LLPS often involves sequence regions that have unique functional characteristics, as well as the presence of prion-like and RNA-binding domains. Nowadays there are just a few methods to predict the propensity of a protein to drive LLPS. The range of biological mechanisms involved in LLPS, the limited knowledge about these mechanisms and the important context-dependent component of LLPS make this problem challenging. In the last years, despite the advances in this field, just few predictors, specific for LLPS, have been developed, trying to understand the relationship between protein sequence properties and the capability to drive LLPS. Here we will revise the state-of-the-art LLPS sequence-based predictors, briefly introducing them and explaining which are the individual protein characteristics that they identify in the context of LLPS.

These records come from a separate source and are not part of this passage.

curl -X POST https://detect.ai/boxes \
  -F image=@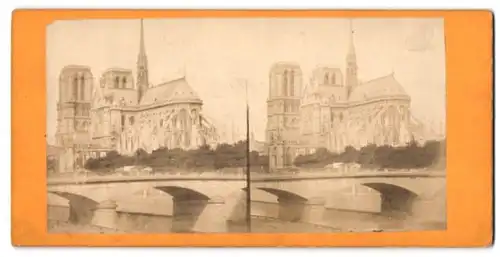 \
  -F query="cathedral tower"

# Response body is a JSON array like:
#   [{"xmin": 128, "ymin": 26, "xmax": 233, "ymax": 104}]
[
  {"xmin": 137, "ymin": 19, "xmax": 149, "ymax": 103},
  {"xmin": 345, "ymin": 20, "xmax": 358, "ymax": 95},
  {"xmin": 266, "ymin": 63, "xmax": 302, "ymax": 170}
]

PSPer[1] | 2019 | PSPer is a method trained to identify prion-like RNA binding phase-separation proteins (PSPs). This method is focused on a particular feature of LLPS proteins and provides an overall score for a given protein depending on the presence of this feature. The method is trained on an experimental dataset of FUS-like PSPs, and the biophysical characteristics (PLD and RNA binding domain, RNA-recognition motif, disordered and additional domains) that belong to each region, implemented in a probabilistic model. This method was also trained including a negative dataset of ordered proteins, so it is expected that its performance is increased on those disordered proteins driven LLPS. | |
PLAAC[2] | 2014 | PLAAC predicts prion-like amino acid composition, usually enriched in polar-residues by using Hidden Markov Model (HMM). This method was originally developed before realizing the implication of PLDs in LLPS, and consequently it is not trained to identify the majority of phase separating regions. | |
PScore[3] | 2017 | PScore is a statistical scoring algorithm that predicts pi-pi interactions. It compares pi-pi interactions predicted in the target proteins with all proteins found in the PDB to assign a score of phase-separation propensity. | |
catGRANULE[4] | 2016 | catGRANULE is a method that was originally trained against yeast protein but it has been shown to be useful to predict human phase-separating proteins.[5] The algorithm is based on sequence composition statistics to differentiate proteins that are localized in yeast granules from the rest of the yeast proteome. The features considered to weight the residues are disorder and nucleic-acid binding propensities, as well as properties of some amino acids. | |
PSPredictor[6] | 2019 | PSPredictor is a machine learning approach to predict proteins that phase separate, trained on a set of experimentally validated protein sequences in the LLPSDB database. | |
PSAP[7] | 2021 | PSAP is a random forest classifier to predict the probability of proteins to mediate phase separation. This classifier is trained on a set of 90 high-confident HUMAN proteins that drive LLPS. | |
FuzDrop[8] | 2020 | FuzDrop is a method to predict droplet-driver promoting regions and proteins. The algorithm was trained on a dataset of drivers collected from different public databases, and the output is a per-residue probability of droplet formation. | |
ParSe[9] | 2022 | ParSe v2 explores the possibility that protein mediated phase separation can be predicted from sequence-based calculations of hydrophobicity, α-helix propensity, and a model of the polymer scaling exponent (νmodel). The algorithm was trained on a curated dataset of homotypic phase-separating intrinsically disordered sequences that were experimentally verified to phase-separate in vitro. |
Another important computational resource in the field of LLPS are the theoretic simulations of proteins, particularly Intrinsically disordered proteins (IDPs), driving LLPS. These simulations are complementary to the experiments and provide important insights about the molecular mechanisms of individual proteins driving LLPS. A review from Dignon et al.[10] discussed how these simulations can be applied to interpret the experimental results, to explain the phase behavior and to provide predictive frameworks to design proteins with tunable phase transition properties. The challenge is the compromise between the resolution of the model and the computational efficiency, since all-atom simulations of big systems involving IDPs are still difficult to be performed. Moreover, the molecular interactions among IDPs in the droplet-state are still poorly understood, and the combination of experimental data and simulations are indispensable to elucidate them. Improvements in sampling and simulation methods might occur in the next few years, in order to enlighten these mechanisms.[11]